Regarding the award at issue, the Court finds the parties “did not fully brief” whether the award overstepped in any of the three ways outlined above. Accordingly, the Court does not decide these narrower issues as applied to the underlying facts but does “discuss principles that may guide the lower courts’ assessment” on remand.
The Takeaway: Disgorgement Is Alive and Well, but Don’t Expect It to Be Easy
The generalized takeaway from this discussion, and from the Court’s analysis overall, is that disgorgement awards in SEC enforcement actions may continue, but will be more heavily scrutinized to ensure:
- …proceeds go to victims (except when they don’t). Section 78u(d)(5) restricts equitable relief to that which “may be appropriate or necessary for the benefit of investors.” The SEC often deposits at least a portion of fees recovered under Section 78u(d)(5) with the Treasury, however, and return of the funds to investors may not always be feasible. The disgorgement remedy “must do more than simply benefit the public at large by virtue of depriving a wrongdoer of ill-gotten gains,” but whether deposit of amounts with the Treasury satisfies the SEC’s obligations and aligns with the equitable nature of the remedy remains “an open question.”
- …defendants are not held jointly and severally liable (except when they are). Joint and several awards risk transforming “any equitable profits-focused remedy into a penalty.” However, common law exceptions equally apply to the disgorgement remedy and allow courts to impose collective liability for “partners engaged in concerted wrongdoing.” “Given the wide spectrum of relationships between participants and beneficiaries of unlawful schemes,” the boundaries of the exception to this rule necessarily also remain open to interpretation.

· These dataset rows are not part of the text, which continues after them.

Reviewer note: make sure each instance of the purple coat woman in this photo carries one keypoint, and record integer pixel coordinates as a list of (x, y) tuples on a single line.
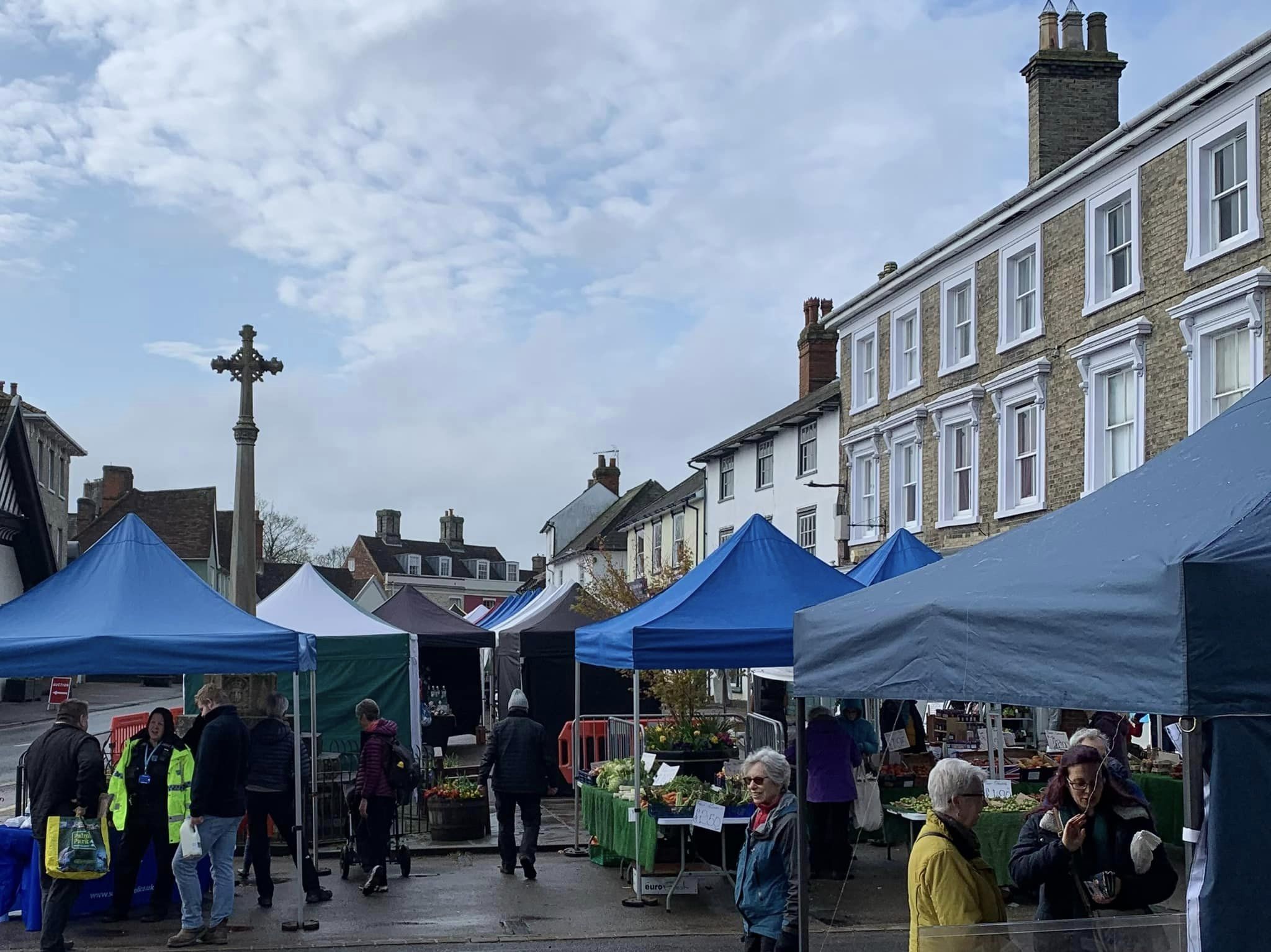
[(832, 788)]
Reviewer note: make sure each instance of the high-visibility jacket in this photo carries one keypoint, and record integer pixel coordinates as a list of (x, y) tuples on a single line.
[(181, 773)]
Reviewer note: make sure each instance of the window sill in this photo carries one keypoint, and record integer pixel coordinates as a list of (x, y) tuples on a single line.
[(1021, 510), (961, 365), (1125, 293), (1022, 339), (1229, 246)]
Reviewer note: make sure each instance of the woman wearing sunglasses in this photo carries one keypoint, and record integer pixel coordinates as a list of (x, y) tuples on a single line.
[(1091, 848), (766, 885)]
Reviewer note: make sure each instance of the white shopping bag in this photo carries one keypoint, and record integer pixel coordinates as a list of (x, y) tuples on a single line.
[(868, 806), (191, 844)]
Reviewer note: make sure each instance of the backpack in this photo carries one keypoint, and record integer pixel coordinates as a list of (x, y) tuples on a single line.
[(402, 771)]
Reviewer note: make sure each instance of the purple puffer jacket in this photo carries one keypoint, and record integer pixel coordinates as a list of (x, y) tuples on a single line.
[(832, 754)]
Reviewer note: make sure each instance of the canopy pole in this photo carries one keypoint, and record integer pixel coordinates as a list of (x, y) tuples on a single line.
[(636, 902), (1194, 788), (801, 796), (576, 851), (298, 829), (313, 755)]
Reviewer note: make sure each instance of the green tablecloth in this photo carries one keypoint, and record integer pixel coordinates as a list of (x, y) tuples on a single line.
[(605, 817), (1166, 796)]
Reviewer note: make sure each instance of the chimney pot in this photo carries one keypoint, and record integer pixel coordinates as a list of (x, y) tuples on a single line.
[(1073, 34), (1097, 32)]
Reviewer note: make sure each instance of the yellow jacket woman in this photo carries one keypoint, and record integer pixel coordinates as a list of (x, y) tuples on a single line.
[(948, 881), (150, 789)]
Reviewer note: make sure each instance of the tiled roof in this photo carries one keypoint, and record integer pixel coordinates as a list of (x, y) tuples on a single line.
[(182, 518), (387, 556), (605, 526), (671, 498), (787, 416), (275, 573)]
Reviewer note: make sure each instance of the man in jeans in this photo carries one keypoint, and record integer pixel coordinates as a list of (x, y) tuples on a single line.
[(373, 795), (217, 806), (66, 777), (520, 759)]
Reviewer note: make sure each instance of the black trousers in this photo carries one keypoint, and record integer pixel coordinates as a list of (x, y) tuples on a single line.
[(280, 806), (830, 838), (532, 817), (59, 896), (374, 832), (143, 828)]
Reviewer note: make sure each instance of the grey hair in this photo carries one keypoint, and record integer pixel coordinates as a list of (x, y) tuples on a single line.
[(952, 778), (777, 767), (1087, 734)]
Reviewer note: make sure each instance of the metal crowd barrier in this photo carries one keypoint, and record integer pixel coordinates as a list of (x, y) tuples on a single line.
[(764, 732)]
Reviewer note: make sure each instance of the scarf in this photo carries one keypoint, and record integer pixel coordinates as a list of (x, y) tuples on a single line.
[(961, 835)]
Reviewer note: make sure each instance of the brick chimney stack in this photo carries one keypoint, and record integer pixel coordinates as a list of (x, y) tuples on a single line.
[(388, 526), (606, 476), (453, 531), (116, 482), (1073, 89), (817, 348)]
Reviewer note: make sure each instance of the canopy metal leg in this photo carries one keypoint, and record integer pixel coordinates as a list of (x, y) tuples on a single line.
[(801, 795), (636, 902), (576, 850), (298, 829)]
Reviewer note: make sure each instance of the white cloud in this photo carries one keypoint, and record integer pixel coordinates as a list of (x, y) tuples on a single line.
[(534, 229)]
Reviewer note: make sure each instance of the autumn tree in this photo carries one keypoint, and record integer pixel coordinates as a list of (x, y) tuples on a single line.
[(286, 538)]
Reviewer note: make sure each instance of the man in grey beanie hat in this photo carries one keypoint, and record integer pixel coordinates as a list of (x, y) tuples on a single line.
[(521, 761)]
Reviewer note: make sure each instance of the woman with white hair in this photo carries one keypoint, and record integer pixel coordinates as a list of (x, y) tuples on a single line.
[(948, 881), (766, 885)]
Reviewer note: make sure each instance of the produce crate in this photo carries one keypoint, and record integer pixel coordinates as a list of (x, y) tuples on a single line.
[(599, 856)]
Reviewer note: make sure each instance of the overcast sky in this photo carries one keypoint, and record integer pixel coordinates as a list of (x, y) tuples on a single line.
[(487, 240)]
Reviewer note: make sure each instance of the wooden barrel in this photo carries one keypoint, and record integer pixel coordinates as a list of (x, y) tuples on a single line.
[(452, 820)]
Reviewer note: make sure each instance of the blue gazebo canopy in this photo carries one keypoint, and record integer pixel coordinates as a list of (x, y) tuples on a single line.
[(508, 608), (130, 605), (735, 609), (1151, 594), (902, 553)]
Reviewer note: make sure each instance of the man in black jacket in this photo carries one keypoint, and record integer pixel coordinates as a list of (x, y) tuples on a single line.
[(218, 802), (271, 795), (520, 759), (66, 776)]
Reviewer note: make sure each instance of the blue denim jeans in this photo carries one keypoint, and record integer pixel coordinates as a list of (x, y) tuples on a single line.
[(218, 835)]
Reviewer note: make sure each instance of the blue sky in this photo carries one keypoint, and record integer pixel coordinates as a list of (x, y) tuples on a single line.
[(487, 238)]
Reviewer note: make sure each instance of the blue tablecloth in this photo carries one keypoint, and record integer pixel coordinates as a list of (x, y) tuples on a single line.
[(19, 880)]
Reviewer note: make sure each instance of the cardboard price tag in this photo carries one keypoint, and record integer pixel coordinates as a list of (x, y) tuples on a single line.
[(998, 789), (896, 740), (708, 816), (665, 775), (1056, 742)]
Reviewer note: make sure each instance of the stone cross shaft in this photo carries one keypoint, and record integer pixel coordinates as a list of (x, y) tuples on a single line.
[(248, 367)]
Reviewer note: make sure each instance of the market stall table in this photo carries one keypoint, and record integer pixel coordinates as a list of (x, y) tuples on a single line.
[(19, 880)]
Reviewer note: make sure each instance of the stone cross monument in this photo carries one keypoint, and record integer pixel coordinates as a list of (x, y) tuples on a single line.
[(247, 366)]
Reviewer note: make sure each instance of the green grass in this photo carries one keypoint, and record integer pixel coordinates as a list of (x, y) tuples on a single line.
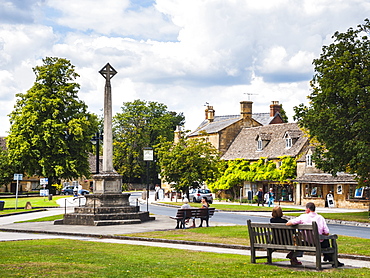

- …legitimate expenses are deducted from net gains (except when they aren’t). Courts must limit disgorgement awards to a wrongdoer’s gains minus “legitimate expenses” under Section 78u(d)(5). Yet in certain circumstances, the “entire profit of a business or undertaking” may stem from the wrongdoing, thereby justifying the court’s refusal to discount any expenses. Determination of whether deductions should be made “requires ascertaining whether expenses are legitimate or whether they are merely wrongful gains ‘under another name,’” but the Court finds it “not necessary” to provide guidance on how to so ascertain. Offering at least a hint regarding appropriate application, the Court suggests expenses that “went toward lease payments and cancer-treatment equipment” in the underlying matter “arguably have value independent of fueling a fraudulent scheme.” One can presume this independence might, in the Court’s eyes, bring such payments within the realm of legitimacy.
The Court answered the easy question easily: Yes, the SEC can seek disgorgement in federal civil action. The Court’s guidance on when disgorgement is an equitable remedy and when it is not may end up creating just enough uncertainty to increase litigation on the issue rather than minimize it.